Let’s get the skinny on how a split home loan works

Splitting your home loan means exactly what it sounds like – for part of your loan you pay a fixed rate and for the other part you pay a variable rate. Splitting your home loan into fixed and variable rate portions can give you both the certainty of a fixed rate and the flexibility of a variable rate. And the great part is, you get to choose how much of your loan you portion to each.

Split home loan pros and cons

Split home loans appeal to borrowers who like to hedge their bets. Depending on your personal situation, splitting your borrowings into fixed and variable rate portions can give you certainty over a portion of your repayments that are fixed, while giving you the opportunity to benefit from a favourable market with the other portion of your home loan that is variable.

A split home loan in action

But what kind of benefit can a split home loan really give you? The easiest way to find out is to put some numbers to it.

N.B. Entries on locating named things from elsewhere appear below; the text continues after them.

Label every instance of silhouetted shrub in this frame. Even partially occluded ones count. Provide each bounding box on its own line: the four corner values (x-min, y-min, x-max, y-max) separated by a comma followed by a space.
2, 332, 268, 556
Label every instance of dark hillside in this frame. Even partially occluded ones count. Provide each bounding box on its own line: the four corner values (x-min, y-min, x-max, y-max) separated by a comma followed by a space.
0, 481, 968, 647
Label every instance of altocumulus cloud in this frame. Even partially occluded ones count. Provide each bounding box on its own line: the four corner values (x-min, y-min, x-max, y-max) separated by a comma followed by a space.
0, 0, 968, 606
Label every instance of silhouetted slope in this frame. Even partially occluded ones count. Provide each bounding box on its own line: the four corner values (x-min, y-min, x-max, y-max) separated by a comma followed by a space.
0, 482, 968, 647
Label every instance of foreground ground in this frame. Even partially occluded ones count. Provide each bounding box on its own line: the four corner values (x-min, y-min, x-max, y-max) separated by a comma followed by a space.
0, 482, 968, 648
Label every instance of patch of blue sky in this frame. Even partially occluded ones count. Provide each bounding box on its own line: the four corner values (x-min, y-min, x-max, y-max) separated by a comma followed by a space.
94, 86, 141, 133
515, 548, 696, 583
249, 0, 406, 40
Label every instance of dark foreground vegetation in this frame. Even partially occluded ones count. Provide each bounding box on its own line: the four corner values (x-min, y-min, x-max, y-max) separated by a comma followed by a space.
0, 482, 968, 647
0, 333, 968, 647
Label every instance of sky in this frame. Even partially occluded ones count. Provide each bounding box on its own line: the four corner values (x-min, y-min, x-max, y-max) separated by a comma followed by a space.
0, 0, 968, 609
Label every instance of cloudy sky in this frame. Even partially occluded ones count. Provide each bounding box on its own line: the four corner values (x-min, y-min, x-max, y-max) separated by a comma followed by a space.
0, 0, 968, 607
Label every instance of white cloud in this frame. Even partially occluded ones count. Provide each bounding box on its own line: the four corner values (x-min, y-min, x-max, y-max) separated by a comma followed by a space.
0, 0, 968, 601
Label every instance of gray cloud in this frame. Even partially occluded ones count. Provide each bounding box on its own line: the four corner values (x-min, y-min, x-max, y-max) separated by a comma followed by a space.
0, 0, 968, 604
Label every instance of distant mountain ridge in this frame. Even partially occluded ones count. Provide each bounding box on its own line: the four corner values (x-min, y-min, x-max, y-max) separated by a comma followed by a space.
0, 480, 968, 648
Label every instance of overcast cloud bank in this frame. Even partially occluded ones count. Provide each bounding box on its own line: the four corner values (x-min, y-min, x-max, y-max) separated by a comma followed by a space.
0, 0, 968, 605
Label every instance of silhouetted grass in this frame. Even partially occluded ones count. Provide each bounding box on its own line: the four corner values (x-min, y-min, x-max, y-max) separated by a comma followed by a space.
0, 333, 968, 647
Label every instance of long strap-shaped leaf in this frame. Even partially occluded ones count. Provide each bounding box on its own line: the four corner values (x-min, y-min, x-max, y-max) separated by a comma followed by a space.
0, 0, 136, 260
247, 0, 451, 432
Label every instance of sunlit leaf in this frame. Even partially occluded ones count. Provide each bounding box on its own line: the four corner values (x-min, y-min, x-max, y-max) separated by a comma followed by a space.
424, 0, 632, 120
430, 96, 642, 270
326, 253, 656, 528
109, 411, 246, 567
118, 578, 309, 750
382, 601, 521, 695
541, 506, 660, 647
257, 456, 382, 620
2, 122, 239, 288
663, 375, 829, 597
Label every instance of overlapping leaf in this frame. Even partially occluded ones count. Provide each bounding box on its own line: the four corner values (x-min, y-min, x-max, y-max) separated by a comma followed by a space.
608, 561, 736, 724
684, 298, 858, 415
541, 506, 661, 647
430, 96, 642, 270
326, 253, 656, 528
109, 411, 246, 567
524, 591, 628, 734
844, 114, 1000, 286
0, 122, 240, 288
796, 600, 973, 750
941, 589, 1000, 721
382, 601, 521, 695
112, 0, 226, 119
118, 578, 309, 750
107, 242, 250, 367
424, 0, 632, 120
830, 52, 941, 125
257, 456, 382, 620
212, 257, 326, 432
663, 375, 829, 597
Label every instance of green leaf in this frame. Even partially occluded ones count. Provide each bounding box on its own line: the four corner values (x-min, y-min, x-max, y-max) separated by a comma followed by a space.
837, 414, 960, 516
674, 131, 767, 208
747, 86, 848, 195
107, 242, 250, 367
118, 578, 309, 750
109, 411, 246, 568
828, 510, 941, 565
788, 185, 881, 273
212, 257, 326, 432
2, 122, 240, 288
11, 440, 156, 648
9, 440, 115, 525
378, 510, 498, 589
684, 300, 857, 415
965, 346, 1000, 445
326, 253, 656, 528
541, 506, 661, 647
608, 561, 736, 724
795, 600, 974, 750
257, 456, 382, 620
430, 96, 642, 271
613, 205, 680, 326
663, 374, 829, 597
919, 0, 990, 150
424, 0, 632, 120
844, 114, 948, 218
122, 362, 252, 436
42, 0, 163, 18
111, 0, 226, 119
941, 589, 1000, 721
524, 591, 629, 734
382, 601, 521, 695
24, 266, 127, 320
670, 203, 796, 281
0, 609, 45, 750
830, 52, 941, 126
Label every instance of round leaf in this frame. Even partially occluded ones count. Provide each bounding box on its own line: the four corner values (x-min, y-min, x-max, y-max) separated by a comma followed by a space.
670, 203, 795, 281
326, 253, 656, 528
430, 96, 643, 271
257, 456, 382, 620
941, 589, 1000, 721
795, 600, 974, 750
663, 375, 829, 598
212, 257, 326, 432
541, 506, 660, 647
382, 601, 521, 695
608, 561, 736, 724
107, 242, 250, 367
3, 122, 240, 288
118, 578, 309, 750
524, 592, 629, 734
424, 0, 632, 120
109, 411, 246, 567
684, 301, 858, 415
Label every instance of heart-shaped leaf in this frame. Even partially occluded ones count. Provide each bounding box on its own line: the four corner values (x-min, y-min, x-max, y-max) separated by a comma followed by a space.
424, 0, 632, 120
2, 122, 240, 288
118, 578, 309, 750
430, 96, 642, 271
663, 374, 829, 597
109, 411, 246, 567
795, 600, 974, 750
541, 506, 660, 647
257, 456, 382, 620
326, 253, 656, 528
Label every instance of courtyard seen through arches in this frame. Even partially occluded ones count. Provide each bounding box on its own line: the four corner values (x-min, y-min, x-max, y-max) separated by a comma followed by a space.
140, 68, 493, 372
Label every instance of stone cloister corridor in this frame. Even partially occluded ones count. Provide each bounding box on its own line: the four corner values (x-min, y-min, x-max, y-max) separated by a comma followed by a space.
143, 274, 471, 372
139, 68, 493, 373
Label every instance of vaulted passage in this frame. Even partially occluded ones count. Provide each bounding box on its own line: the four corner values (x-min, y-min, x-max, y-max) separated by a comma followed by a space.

As an example, suppose you have a $450,000 home loan and you split this into two separate loan accounts. One being a $250,000 variable rate split and the other being a $200,000 3 year fixed rate split.

  • The fixed rate split will have a rate locked in for 3 years with set repayments.
  • The variable rate split may change as market interest rates vary.

In this scenario, almost half of your loan is fixed, meaning you know exactly how much your monthly repayments will be on that portion for 3 years. This reduces the variability you need to allow for in your budget.

On the other hand, you are able to make unlimited additional repayments into the variable rate split, access redraw and offset funds against the loan to save on interest costs.